Aller au contenu

Page:Buffon - Œuvres complètes, éd. Lanessan, 1884, tome V.djvu/306

La bibliothèque libre.
Le texte de cette page a été corrigé et est conforme au fac-similé.

On me demandera peut-être pourquoi un oiseau qui, quoique pesant, a cependant des ailes, et qui s’en sert quelquefois, n’est point passé en Amérique par le nord, comme ont fait plusieurs quadrupèdes : je répondrai que l’outarde n’y est point passée parce que, quoiqu’elle vole en effet, ce n’est guère que lorsqu’elle est poursuivie ; parce qu’elle ne vole jamais bien loin, et que d’ailleurs elle évite surtout les eaux, selon la remarque de Belon, d’où il suit qu’elle n’a pas dû se hasarder à franchir de grandes étendues de mer ; je dis de grandes étendues, car, quoique celles qui séparent les deux continents du côté du nord soient bien moindres que celles qui les séparent entre les tropiques, elles sont néanmoins considérables par rapport à l’espace que l’outarde peut parcourir d’un seul vol.

On peut donc regarder l’outarde comme un oiseau propre et naturel à l’ancien continent, et qui dans ce continent ne paraît point attaché à un climat particulier, puisqu’il peut vivre en Libye, sur les côtes de la mer Baltique et dans tous les pays intermédiaires.

C’est un très bon gibier : la chair des jeunes, un peu gardée, est surtout excellente ; et si quelques écrivains ont dit le contraire, c’est pour avoir confondu l’otis avec l’otus, comme je l’ai remarqué plus haut.
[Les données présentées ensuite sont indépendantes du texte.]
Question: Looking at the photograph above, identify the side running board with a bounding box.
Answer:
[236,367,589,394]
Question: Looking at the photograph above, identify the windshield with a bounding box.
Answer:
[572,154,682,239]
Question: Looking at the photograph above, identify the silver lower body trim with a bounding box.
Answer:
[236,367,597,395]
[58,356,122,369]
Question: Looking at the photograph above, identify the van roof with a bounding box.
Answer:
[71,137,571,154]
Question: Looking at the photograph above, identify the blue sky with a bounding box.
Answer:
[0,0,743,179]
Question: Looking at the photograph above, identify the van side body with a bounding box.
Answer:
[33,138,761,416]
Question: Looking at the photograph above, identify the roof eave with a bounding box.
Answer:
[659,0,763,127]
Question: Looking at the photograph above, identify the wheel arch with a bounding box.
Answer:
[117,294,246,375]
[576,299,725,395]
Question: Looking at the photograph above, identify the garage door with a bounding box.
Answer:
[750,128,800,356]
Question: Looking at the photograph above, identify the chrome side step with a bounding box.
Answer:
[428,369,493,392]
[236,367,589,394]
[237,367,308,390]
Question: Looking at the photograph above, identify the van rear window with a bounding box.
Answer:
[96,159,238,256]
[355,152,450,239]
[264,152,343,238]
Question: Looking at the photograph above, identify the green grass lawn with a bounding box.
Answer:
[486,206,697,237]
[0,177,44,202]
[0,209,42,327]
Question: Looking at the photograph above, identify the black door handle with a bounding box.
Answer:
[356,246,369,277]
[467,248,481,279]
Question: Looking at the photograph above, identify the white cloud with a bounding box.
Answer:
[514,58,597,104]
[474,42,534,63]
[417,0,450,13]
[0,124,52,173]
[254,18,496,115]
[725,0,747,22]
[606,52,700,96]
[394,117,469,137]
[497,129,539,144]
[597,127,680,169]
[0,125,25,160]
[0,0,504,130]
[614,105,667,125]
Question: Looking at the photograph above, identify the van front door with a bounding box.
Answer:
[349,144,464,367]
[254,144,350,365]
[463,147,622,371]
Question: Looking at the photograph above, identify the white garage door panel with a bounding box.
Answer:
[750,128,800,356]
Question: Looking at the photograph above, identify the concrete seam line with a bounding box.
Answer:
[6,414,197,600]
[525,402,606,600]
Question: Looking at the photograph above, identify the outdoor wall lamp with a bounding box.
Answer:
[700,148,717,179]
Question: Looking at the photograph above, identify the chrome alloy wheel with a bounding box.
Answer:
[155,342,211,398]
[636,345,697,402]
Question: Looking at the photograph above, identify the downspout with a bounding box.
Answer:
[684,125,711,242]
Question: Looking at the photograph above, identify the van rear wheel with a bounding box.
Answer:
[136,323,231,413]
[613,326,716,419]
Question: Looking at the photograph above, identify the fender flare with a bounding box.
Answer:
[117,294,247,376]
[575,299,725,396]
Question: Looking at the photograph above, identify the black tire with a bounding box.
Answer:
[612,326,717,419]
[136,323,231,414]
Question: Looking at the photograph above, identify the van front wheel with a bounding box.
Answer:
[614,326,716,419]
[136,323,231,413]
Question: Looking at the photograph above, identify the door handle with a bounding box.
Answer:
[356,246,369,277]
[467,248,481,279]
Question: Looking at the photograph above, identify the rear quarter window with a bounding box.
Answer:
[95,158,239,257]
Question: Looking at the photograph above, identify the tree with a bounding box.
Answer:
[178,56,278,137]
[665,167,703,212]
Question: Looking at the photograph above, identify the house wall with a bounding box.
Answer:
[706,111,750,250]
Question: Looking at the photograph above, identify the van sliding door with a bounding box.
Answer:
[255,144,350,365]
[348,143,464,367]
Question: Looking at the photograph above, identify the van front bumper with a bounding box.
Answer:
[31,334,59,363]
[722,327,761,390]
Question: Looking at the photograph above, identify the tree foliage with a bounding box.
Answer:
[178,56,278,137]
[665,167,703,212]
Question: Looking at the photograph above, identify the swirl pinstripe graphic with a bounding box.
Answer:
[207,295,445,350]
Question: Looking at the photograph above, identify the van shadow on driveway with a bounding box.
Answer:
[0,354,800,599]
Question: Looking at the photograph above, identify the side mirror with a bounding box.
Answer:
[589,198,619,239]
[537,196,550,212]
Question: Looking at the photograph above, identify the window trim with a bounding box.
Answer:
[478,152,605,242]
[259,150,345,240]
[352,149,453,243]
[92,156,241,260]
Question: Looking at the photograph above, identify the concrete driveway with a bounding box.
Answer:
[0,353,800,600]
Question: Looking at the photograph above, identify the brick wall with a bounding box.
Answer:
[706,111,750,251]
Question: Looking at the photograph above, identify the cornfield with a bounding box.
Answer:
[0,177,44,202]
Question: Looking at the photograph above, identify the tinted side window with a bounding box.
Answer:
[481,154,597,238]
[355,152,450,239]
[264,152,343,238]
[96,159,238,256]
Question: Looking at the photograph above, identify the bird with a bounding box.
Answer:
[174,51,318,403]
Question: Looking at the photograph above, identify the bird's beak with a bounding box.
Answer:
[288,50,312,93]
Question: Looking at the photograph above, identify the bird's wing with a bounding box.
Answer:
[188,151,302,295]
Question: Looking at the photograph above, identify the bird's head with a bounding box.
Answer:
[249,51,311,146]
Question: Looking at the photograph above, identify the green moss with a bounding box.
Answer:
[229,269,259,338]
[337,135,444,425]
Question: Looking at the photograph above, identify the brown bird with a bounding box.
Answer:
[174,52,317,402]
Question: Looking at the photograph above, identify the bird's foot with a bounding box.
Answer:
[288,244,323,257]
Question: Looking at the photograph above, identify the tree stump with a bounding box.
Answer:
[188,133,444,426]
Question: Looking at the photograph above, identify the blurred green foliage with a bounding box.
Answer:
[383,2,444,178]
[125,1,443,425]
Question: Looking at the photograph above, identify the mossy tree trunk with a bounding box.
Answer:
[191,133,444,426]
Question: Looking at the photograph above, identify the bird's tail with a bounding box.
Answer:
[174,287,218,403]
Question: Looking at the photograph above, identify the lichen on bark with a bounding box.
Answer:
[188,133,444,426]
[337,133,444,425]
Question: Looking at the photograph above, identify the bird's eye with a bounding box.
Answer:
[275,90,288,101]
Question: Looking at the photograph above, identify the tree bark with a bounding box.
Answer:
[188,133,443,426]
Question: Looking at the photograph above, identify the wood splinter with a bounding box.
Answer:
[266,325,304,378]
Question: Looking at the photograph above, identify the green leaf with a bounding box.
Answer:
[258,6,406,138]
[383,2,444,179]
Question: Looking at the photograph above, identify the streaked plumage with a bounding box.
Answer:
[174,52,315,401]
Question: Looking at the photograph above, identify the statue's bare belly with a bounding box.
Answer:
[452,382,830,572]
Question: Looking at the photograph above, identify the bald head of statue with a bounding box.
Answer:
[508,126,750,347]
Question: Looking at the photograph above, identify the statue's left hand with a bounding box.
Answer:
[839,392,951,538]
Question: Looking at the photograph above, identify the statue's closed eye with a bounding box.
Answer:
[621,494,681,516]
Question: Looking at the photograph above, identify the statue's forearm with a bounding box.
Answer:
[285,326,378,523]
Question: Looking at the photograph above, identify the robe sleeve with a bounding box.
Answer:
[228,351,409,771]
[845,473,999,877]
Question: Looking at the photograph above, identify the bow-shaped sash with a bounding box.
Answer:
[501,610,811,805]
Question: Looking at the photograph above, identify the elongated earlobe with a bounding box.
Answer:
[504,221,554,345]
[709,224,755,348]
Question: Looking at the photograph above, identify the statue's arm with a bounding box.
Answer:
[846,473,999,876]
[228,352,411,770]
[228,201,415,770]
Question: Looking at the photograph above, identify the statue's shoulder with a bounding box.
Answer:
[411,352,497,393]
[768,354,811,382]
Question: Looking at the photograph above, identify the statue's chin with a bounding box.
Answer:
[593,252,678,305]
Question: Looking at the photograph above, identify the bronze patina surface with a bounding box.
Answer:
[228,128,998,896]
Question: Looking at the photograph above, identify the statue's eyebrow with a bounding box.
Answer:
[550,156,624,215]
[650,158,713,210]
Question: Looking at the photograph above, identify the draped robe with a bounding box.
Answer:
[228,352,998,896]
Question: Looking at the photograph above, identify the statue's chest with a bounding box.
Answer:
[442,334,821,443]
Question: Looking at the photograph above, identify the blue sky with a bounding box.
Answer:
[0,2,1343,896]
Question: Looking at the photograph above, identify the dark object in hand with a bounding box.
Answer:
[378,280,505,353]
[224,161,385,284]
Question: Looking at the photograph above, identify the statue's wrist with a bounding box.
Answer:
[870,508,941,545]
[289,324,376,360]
Je ne sais pourquoi Hippocrate l’interdisait aux personnes qui tombaient du mal caduc[1]. Pline reconnaît dans la graisse d’outarde la vertu de soulager les maux de mamelles qui surviennent aux nouvelles accouchées. On se sert des pennes de cet oiseau, comme on fait de celles d’oie et de cygne, pour écrire, et les pêcheurs les recherchent pour les attacher à leurs hameçons, parce qu’ils croient que les petites taches noires dont elles sont émaillées paraissent autant de petites mouches aux poissons qu’elles attirent par cette fausse apparence[2].


LA PETITE OUTARDE

vulgairement la canepetière[3]

Cet oiseau[NdÉ 1] ne diffère de l’outarde que parce qu’il est beaucoup plus petit, et par quelque variété dans le plumage : il a aussi cela de commun avec

  1. Vide Aldrovand., Ornithologia, p. 95.
  2. Gesner, de Avibus, p. 488.
  3. « Quant à l’étymologie (dit M. Salerne, Hist. nat. des oiseaux, p. 155), on le nomme (cet oiseau) canepetière ou canepetrace : 1o parce qu’il ressemble en quelque chose à un canard sauvage et qu’il vole comme lui ; 2o parce qu’il se plaît parmi les pierres. Il y en a
  1. Otis Tetrax L. On a, dans ces derniers temps, créé pour cette espèce un genre Tetrax distinct du genre Otis par l’absence des barbes à la base de la mandibule inférieure chez le mâle, par des narines plus allongées et la présence, au bas du cou, d’une collerette de plumes que l’oiseau élargit à volonté. L’Otis Tetrax prend, dans cette nomenclature, le nom de Tetrax campestris. [Note de Wikisource : L’outarde canepetière appartient bien actuellement au genre Tetrax, mais, de par les règles de priorités, admet le nom binominal Tetrax tetrax Linnæus.]